Congress passed the reforms on Tuesday despite the fact that they had already been blocked by the courts. In late November, four justices on the constitutional chamber of the Supreme Court ruled that the police reform measure was unconstitutional in a 4-1 vote. Since the decision was not unanimous, the full court must ratify the constitutional chamber’s ruling, but it has not yet done so.
In comments on Saturday, Lobo accused the dissenting judges of being “against police clean-up efforts” and said they were acting “in collusion to subvert the institutions” with Honduras’ business elite.
A legislative commission that investigated the judges’ ruling determined that they had broken established rules in the decision, and, on Wednesday just a day after approving the stalled reforms, Congress voted 97-31 to expel the four dissenting justices and name their replacements.
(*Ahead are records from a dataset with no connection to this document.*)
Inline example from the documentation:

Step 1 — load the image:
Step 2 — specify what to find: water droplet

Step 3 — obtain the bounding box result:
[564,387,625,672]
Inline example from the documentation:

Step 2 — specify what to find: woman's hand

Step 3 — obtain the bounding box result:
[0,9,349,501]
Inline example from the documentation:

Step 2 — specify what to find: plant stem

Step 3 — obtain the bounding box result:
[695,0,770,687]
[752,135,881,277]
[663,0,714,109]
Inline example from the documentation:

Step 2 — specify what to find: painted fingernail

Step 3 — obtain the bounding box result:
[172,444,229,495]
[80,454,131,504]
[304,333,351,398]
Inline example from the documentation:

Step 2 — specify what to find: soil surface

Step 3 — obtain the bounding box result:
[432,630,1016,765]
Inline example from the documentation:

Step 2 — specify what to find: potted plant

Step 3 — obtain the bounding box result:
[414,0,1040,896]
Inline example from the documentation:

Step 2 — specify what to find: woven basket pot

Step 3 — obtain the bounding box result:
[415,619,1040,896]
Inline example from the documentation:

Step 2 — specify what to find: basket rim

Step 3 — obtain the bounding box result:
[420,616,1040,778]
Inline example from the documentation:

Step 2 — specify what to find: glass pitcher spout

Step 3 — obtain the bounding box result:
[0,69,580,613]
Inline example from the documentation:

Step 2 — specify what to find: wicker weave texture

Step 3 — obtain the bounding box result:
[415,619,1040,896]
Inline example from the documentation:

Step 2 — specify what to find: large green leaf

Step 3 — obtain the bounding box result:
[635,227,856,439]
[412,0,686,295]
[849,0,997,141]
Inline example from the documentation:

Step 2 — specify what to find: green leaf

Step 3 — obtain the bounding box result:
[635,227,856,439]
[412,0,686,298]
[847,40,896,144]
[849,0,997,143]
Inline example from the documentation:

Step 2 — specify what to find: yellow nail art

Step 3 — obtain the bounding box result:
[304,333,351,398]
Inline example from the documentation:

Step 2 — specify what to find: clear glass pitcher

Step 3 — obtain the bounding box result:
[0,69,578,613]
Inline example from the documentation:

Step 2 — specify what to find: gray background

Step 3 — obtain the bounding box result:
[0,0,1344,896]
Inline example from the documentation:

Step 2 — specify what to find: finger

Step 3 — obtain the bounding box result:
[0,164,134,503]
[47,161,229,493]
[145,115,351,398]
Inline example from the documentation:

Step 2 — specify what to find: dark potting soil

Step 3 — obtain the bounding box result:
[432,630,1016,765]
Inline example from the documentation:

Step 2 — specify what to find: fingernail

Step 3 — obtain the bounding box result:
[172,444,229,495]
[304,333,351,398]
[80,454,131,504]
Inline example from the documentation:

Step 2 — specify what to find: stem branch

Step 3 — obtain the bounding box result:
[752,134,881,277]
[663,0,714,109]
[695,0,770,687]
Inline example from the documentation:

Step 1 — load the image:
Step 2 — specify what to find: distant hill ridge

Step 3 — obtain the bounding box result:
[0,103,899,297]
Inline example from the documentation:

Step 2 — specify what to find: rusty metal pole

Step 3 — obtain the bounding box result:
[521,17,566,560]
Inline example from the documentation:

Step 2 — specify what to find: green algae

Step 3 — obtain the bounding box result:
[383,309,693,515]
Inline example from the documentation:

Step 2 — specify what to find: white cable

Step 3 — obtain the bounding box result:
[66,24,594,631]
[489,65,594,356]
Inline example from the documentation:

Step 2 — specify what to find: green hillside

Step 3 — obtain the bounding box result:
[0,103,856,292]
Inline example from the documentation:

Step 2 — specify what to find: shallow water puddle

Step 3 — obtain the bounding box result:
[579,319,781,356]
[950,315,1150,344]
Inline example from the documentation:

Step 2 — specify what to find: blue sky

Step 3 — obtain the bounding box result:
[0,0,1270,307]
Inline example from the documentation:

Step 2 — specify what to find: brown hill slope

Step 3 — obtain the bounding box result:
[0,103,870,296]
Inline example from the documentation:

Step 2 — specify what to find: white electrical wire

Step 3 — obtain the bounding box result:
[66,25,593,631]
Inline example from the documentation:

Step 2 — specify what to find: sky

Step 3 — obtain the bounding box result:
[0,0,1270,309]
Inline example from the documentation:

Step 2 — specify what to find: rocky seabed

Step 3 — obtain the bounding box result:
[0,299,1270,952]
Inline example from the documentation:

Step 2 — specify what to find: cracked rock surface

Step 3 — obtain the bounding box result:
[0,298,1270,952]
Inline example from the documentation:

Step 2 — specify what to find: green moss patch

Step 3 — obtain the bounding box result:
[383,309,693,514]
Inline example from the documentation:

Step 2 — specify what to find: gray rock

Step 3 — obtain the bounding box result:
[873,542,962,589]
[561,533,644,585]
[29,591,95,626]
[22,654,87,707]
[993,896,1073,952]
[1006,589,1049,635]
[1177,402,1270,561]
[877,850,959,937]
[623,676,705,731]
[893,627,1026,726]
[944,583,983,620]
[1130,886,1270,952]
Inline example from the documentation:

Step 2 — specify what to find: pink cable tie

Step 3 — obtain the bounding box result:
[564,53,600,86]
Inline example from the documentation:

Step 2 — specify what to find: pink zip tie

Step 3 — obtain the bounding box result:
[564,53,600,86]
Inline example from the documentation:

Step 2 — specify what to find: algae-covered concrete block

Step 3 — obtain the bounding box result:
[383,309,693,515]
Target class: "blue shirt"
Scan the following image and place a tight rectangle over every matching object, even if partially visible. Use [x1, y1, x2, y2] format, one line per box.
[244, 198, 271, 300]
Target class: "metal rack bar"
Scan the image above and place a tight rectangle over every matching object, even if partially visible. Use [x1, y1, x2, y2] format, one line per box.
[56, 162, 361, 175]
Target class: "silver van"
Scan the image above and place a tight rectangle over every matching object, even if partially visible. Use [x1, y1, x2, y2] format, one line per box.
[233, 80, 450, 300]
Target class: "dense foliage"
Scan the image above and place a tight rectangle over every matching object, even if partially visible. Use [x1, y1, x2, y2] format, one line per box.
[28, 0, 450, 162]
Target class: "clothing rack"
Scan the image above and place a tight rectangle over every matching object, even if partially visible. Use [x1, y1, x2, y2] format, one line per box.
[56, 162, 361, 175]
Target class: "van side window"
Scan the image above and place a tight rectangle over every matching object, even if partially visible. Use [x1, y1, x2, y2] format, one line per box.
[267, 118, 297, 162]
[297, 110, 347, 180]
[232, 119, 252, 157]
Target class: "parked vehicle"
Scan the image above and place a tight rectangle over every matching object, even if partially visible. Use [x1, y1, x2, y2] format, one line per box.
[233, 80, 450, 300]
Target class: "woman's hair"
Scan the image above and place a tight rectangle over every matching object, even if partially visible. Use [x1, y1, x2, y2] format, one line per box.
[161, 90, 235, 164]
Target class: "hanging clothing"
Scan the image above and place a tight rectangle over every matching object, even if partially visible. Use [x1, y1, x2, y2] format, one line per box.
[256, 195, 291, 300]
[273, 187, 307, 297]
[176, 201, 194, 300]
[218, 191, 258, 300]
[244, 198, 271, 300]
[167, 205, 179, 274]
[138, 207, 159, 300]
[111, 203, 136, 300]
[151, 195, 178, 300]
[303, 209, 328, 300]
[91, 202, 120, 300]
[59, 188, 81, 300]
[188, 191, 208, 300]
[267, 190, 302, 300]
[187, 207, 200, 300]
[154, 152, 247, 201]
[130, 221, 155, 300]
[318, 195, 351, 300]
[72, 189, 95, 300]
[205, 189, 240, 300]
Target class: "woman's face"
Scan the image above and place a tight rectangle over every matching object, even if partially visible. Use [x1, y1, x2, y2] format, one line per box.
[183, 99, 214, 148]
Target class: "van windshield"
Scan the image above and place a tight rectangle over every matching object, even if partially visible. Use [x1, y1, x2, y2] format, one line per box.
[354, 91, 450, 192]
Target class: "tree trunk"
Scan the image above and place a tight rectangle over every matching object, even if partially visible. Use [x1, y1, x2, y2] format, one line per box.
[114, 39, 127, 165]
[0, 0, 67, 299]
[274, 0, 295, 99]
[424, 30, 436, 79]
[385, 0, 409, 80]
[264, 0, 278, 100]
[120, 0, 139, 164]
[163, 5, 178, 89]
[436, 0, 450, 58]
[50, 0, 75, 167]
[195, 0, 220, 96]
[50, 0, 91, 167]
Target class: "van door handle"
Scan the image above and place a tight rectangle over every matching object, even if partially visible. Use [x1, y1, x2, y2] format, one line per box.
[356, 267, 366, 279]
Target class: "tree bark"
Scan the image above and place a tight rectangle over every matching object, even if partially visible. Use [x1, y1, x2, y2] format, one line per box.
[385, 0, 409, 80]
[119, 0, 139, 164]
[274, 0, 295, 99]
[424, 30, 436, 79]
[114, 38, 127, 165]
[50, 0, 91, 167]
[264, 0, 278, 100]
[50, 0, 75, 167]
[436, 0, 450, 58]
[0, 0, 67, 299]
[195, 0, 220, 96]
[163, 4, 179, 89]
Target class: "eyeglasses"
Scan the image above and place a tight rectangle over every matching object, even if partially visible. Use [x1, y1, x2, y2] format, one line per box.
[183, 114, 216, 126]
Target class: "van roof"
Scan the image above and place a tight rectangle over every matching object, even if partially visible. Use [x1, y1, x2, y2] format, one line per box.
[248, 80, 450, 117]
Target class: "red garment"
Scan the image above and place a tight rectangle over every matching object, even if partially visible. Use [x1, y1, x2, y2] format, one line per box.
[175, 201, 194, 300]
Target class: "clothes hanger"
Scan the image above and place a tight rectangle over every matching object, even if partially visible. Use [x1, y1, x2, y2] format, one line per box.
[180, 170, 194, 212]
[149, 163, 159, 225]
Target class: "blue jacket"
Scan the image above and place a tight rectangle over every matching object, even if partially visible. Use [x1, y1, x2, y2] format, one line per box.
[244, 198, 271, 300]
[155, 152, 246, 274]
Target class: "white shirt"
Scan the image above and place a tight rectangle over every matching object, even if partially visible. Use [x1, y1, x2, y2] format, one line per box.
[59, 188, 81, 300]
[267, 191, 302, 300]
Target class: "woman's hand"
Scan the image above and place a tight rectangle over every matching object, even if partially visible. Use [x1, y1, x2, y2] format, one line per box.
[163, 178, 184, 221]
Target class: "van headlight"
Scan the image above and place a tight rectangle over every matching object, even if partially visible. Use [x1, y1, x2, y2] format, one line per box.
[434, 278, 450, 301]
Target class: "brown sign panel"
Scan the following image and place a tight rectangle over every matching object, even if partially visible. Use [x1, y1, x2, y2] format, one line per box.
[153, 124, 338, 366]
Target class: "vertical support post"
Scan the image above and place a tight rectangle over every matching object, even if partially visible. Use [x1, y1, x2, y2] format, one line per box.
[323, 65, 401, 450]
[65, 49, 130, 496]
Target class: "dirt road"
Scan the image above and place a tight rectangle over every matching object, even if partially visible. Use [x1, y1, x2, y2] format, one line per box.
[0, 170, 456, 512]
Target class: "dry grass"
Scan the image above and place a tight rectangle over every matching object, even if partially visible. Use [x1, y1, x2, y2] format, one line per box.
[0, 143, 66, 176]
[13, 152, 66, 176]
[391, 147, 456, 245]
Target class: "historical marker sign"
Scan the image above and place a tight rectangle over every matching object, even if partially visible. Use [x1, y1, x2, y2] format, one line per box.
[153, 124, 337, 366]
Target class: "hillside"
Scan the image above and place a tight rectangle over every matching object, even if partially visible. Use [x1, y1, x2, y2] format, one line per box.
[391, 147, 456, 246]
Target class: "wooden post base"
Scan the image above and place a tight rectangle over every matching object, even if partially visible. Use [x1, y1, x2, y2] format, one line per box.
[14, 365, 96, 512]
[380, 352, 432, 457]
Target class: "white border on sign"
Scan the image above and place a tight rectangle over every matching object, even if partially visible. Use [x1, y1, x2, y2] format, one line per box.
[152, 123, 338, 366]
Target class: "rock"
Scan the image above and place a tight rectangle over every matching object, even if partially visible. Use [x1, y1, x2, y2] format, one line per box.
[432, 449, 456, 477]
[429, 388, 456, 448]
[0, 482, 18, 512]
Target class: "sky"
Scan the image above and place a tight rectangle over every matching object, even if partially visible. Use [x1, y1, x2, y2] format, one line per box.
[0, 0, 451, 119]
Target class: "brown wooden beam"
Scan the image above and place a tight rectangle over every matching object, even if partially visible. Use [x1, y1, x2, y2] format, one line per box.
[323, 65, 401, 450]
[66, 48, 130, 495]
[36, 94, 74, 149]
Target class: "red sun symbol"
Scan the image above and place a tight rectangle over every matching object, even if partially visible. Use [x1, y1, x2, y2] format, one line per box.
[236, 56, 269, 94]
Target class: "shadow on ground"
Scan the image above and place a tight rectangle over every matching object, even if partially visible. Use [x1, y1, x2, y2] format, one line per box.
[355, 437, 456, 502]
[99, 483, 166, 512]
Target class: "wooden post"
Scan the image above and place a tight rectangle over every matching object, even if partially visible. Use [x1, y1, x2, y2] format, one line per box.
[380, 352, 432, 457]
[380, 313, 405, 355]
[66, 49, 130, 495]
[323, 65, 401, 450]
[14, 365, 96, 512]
As the voting stretched into the early morning Wednesday, police and soldiers surrounded the legislative building.
Later on, Honduran Attorney General Luis Rubí fiercely criticized the dismissal of the four judges and said that he, in turn, would look into whether the legislators could be prosecuted for violating the constitution and for violating the separation of powers.
The judges themselves released a statement on Wednesday that called their dismissal “illegitimate, illegal and unjust.” It is not yet clear whether they will make way for the four new judges that Congress chose to replace them.